Example 3:

Metastatic vs. Primary Melanoma Data Set

We use Martini on a dataset that consists of 290 genes highly expressed in metastatic melanoma, and 899 genes highly expressed in primary melanomas, based on the microarray analysis from Riker, A.I. et al., 2008. Comparing with other tools we find that Martini can give more precise and detailed description of the biological processes occuring.

Keyword Enhancement of the Melanoma Data: :

The Keyword Enhancement Results of the Melanoma Data Set are strikingly interesting. Martini finds 264 keywords, nearly half of which are obviously related to mitosis. In addition, several specific gene names are being identified as significantly enhanced.
For this dataset, about 35% of the keywords returned by Martini are 'uninformative': some are too general (e.g. 'Topologies'), some relate to experimental techniques (e.g. 'Mass spectrometries') or model organisms (e.g. 'Saccharomyces'). Although these terms are overrepresented in the literature, they are clearly not helpful in understanding the biological process that distinguishes metastatic from primary melanoma.
Most interestingly, however, a third category of keywords occurs that are potentially informative, and are not obviously related to mitosis. In this category, Martini finds keywords related to skin cell types or diseases, and also keywords associated with polyploidy, which has long been recognized as associated with malignant melanoma (Whang-Peng, J., Chretien, P. & Knutsen, T., 1970).


We compare Martini's results using CoPub and ProfCom to analyze the melanoma datasets.
ProfCom does not find any significantly enhanced GO terms with these data.
CoPub finds 63 keywords, mostly related to mitosis, however CoPub returns almost only process names whereas Martini returned specific gene names as well.
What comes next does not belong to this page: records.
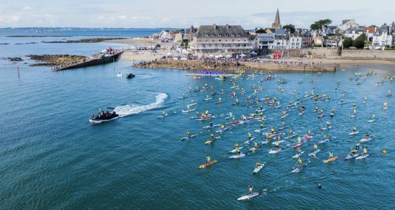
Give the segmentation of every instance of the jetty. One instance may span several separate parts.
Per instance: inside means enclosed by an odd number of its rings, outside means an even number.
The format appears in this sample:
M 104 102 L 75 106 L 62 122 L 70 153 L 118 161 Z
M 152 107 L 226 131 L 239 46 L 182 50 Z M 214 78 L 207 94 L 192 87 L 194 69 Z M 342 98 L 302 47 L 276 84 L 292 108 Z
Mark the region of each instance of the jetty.
M 91 59 L 84 60 L 80 62 L 56 66 L 52 69 L 52 71 L 71 69 L 112 62 L 116 60 L 123 53 L 123 51 L 118 51 L 112 54 L 96 55 L 96 56 Z

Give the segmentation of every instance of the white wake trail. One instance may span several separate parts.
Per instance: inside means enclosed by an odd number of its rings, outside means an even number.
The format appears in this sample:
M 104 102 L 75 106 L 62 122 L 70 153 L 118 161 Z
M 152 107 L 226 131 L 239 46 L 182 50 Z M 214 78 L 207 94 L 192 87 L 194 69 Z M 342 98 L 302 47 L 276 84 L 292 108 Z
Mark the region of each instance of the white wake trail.
M 153 103 L 140 106 L 130 104 L 117 106 L 115 108 L 115 111 L 119 115 L 119 117 L 140 113 L 159 107 L 167 98 L 167 94 L 160 93 L 155 96 L 156 101 Z

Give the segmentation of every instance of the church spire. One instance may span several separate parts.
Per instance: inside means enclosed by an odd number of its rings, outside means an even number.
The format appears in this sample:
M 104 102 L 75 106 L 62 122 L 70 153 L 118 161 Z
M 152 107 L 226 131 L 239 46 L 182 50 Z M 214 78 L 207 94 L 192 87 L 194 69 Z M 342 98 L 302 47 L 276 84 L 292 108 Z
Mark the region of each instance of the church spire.
M 275 22 L 272 24 L 272 28 L 275 29 L 281 29 L 281 23 L 280 23 L 280 14 L 278 12 L 278 8 L 277 8 L 277 12 L 276 13 Z
M 280 25 L 280 14 L 278 13 L 278 8 L 277 8 L 277 12 L 276 13 L 276 17 L 275 18 L 275 23 L 277 25 Z

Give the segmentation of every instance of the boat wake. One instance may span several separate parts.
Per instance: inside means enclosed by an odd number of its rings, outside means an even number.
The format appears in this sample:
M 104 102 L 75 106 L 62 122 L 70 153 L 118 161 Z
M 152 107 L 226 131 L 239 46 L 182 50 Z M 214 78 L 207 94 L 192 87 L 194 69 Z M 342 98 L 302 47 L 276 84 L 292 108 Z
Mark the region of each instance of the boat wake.
M 164 99 L 167 98 L 167 94 L 160 93 L 155 96 L 155 102 L 153 103 L 140 106 L 134 104 L 119 106 L 115 108 L 115 111 L 117 112 L 117 114 L 119 115 L 119 117 L 138 114 L 160 107 L 163 102 L 164 102 Z

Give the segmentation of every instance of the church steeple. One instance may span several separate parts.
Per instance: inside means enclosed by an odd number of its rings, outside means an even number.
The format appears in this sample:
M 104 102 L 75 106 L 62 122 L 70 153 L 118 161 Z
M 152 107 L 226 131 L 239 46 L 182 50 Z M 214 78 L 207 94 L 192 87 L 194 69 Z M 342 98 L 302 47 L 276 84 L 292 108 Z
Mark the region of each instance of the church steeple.
M 280 22 L 280 14 L 278 12 L 278 8 L 277 8 L 277 12 L 276 13 L 275 17 L 275 22 L 272 24 L 272 28 L 276 29 L 281 29 L 281 23 Z

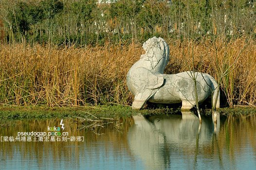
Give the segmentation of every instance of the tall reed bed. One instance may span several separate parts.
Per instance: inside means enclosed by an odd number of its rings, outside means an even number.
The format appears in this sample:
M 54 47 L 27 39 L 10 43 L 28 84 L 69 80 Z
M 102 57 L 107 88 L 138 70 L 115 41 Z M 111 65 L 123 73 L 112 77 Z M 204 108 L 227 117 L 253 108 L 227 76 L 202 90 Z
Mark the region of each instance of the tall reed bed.
M 231 106 L 256 105 L 255 42 L 243 38 L 196 44 L 168 41 L 170 58 L 166 73 L 191 69 L 194 55 L 197 70 L 219 78 Z M 86 48 L 1 45 L 0 102 L 50 106 L 130 104 L 132 95 L 126 85 L 126 74 L 143 53 L 142 45 L 134 43 Z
Perhaps the most interesting keywords found by Martini are the names of several of the MAGE (melanoma-associated genes) family. These genes are normally expressed only in developing sperm, where they play a role in meiotic cell division. However, these genes are known to be expressed in melanoma (De Plaen, E. et al., 1994 and Simpson, A.J. et al., 2005). CoPub does not find the MAGE gene family, but unlike Martini finds the keywords 'meiosis' and 'spermatogenesis'.
In this case, as with the cell cycle dataset, Martini returns a precise and detailed description of the biological process occurring (the MAGE genes), whereas the keywords found by CoPub correctly point to a more general connection, in this case between melanoma and meiosis.